Going back even further, to the 1600s, the test revealed another surprise: a Taino connection from Puerto Rico. CRI Genetics had found connections to Spain; so had the first version of Ancestry DNA. It was clear now that if the test was correct, my ancestors had been part of the Spanish Conquest…and that this Taino had more than likely been a woman. I had read enough history to know that this was how empire worked: kill the men or work them until they die. Enslave the women and turn them into concubines. It doesn’t matter which side, maternal or paternal, she came from.

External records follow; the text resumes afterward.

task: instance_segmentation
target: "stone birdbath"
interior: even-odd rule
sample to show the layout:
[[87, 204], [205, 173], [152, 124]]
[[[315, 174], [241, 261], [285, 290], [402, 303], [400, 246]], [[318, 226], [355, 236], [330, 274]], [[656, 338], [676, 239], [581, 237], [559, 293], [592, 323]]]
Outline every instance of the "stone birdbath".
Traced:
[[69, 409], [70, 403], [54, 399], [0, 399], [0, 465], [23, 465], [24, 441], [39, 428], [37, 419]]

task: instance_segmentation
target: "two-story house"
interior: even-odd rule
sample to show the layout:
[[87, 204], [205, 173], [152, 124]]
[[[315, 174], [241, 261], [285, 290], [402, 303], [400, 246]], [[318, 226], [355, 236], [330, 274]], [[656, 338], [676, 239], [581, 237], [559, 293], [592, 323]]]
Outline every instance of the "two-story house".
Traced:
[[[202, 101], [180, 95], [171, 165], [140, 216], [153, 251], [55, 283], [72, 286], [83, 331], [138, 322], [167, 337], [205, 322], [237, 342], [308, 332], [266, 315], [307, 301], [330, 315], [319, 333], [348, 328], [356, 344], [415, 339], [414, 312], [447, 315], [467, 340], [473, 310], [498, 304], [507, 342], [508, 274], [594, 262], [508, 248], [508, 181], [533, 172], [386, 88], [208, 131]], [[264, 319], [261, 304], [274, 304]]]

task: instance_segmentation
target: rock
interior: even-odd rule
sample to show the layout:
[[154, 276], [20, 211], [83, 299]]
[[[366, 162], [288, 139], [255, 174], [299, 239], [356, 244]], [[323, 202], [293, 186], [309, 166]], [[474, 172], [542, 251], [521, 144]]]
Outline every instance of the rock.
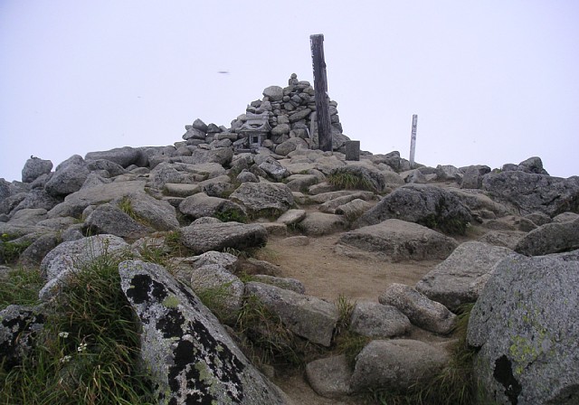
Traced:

Only that she existed and that one or more of her children had followed their father to Europe.
With so many unknowns in my paternal ancestry (and a few on my mother’s side), I am tempted to further speculate that these people, these other ancestors, had no wish to be known, desiring instead to lose themselves in whitewash of Europeanness just to survive. One of the things I remember my father telling me over and over was how glad I should be for who I was. Which in his parlance meant white and middle class. But the curious child who didn’t obey her parents had already learned what was important to her and remains important to her still: knowing where her skeletons come from. And understanding them—loving them, even—rules be damned.